O bom nome na vida do cristão

O bom nome na vida do cristãoTodo ser humano é detentor de um nome. Em várias sociedades e culturas mundiais encontram-se as mais variadas formas de se dar nome às pessoas. Essa prática é bem extensa, indo desde tradições até invenções, saindo do que é aparentemente normal até ao que se pode chamar de ridículo. Gostando ou não ele ou ela carregará essa designação social desde o nascimento até à morte, a não ser que faça a troca do nome em um órgão competente. No ordenamento jurídico brasileiro existiu, durante algum tempo, a imutabilidade do nome, porém, lei mais recente garante aos brasileiros a possibilidades de alteração do nome civil, desde que atendidas algumas exigências prevista em diploma legal.
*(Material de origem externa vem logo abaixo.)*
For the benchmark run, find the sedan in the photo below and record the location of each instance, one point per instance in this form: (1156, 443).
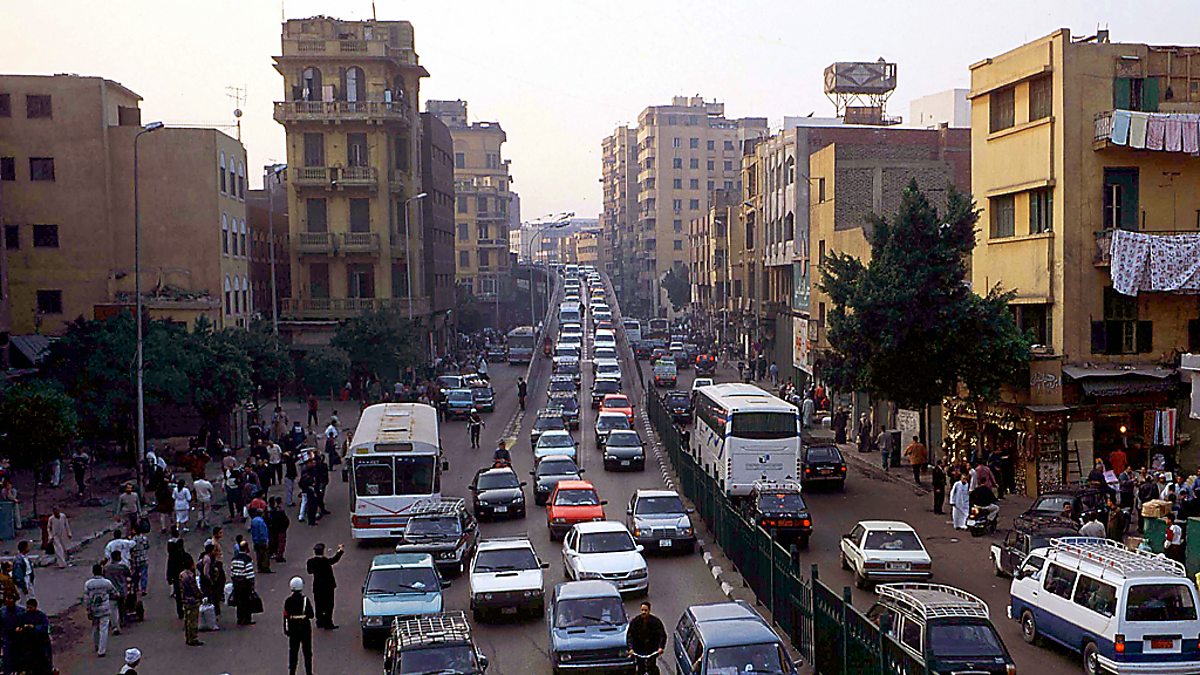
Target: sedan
(605, 550)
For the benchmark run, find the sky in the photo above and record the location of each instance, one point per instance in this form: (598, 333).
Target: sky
(558, 75)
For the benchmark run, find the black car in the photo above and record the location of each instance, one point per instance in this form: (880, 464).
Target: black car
(443, 529)
(678, 404)
(552, 469)
(823, 464)
(497, 493)
(779, 508)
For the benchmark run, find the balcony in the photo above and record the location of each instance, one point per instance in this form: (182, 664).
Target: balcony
(337, 112)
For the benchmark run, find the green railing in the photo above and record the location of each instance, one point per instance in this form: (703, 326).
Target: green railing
(801, 604)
Nos tempos bíblicos o nome que se atribuía a uma pessoa estava relacionado a algumas circunstâncias usuais do cotidiano tais como: Um fato relativo ao nascimento (Gênesis 35.18); em alguns casos expressava uma promessa ou uma profecia recebida de Deus (Oséias 1.6; Mateus 1.21-26). Nos dias do Novo Testamento existiam situações em que os judeus possuíam dois nomes: um judeu e outro romano como era o caso de Paulo (Atos 13.9). Havia também os casos em que alguns nomes possuíam significado em Deus; Por exemplo: Jesus significa “Jeová é Salvador”; Elias “Jeová é Deus” e Jeremias “Jeová é elevado”.
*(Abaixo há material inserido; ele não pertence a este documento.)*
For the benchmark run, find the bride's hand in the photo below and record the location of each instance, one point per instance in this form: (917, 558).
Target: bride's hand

Ao analisarmos esse importante assunto, surge uma indagação interessante que nos faz refletir: Qual a importância do nome na vida do crente? Fazendo considerações e depois uma aplicação do tema em tela, poderemos alcançar algumas lições importantes para o nosso crescimento cristão.
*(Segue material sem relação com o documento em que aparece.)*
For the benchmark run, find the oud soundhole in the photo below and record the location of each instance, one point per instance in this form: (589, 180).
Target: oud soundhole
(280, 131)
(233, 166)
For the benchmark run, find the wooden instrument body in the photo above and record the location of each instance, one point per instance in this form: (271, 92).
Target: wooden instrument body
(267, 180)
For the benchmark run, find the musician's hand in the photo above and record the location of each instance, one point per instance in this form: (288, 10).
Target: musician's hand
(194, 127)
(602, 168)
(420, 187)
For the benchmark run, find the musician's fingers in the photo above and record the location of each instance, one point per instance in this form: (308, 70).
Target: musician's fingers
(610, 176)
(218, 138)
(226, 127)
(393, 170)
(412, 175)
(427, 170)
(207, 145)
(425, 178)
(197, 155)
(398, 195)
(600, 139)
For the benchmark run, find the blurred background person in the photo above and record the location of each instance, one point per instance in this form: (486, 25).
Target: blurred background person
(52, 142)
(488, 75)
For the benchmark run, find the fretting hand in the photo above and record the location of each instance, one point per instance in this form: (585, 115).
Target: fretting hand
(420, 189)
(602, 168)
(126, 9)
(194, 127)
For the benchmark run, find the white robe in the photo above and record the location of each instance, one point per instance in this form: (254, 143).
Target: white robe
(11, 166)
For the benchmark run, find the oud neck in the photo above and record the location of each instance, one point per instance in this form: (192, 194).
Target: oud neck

A evolução do nome ao longo dos tempos

Há alguns anos atrás fui procurado por um piauiense que residia na França e que era um pesquisador. O motivo de sua abordagem era uma pesquisa que estava fazendo sobre a evolução do nome na sociedade brasileira. Ele estava colhendo dados para um trabalho sociológico. Como estava em visita de familiares no Piauí, resolveu procurar uma igreja evangélica para saber sobre essa evolução dentro de nossa denominação, a Assembleia de Deus. Durante alguns dias me debrucei sobre documentos da Igreja, principalmente livros de atas antigos e pude constatar uma substancial mudança nos nomes dos membros das décadas de 60 e 70, para as décadas de 80 e 90, e ainda com a chegada dos anos 2000. Pude constatar que aconteceram interessantes mudanças na forma de colocação de nomes nos últimos 50 anos.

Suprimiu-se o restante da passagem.